The minimum requirements for the SDC state that you should expect about 200 MB for every 1 million page views collected:


There are many things that can impact the size of the log files for web logs. This can include the number of fields enabled, the amount of data in each field, and how much traffic is being recorded. SDC logs have a consistent formatting with the possible addition of some fields such as the Authenticated Username field. As a result, it’s difficult to make an even comparison of the two.

To test the differences, two log files with 50 hits were generated. The first was an IIS-formatted web log with the typical fields enabled and populated. This particular log did not have “cookies” or “authenticated user names” in the hits as many customers do not have these configured. The SDC log contained the typical fields including a populated cookie field and a query string with the many possible SDC parameters in it.

The IIS logs in this test averaged 12 KB.

The SDC logs in this test averaged 64 KB.

This worked out to the IIS web logs containing roughly 20% the amount of raw data as the SDC logs. While at first glance this seems like a reasonable assessment, we must take into account the type of data in the logs.

Probably the largest thing to account for would be images. The web logs would likely have a large amount of hits, one for each picture on your page. In the SDC logs however, you would likely see a single hit for each page load.

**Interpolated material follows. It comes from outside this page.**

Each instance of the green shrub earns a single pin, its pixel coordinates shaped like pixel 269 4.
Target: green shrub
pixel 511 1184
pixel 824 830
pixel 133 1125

If we assume there are 10 images for each web page (not an unreasonable number for all the buttons and graphics), then we could effectively say that the SDC logs would possibly contain 10 percent of the hits compared to a web log. This brings the size of a SDC log to about 7 KB for the same traffic as the IIS weblog compared with to the 12 KB file.

Next would be spider and robot traffic. One of the advantages of SDC logs is that spiders do not typically run javascript. Due to this, your SDC logs may contain much fewer hits. This can vary between 10-30% depending on how much spider traffic you receive at your site. We could assume an increase in size of the weblog near 20% based on this information bringing the size to about 15 KB compared to the SDC’s 7 KB.

As you can see, though the SDC has more information per hit when compared to an IIS log, it’s quite possible for the log to be significantly smaller in size. Keeping these things and the minimum requirements in mind, you can hopefully consider how large your weblogs are and make an approximation of the required disk space for the SDC logs for your site.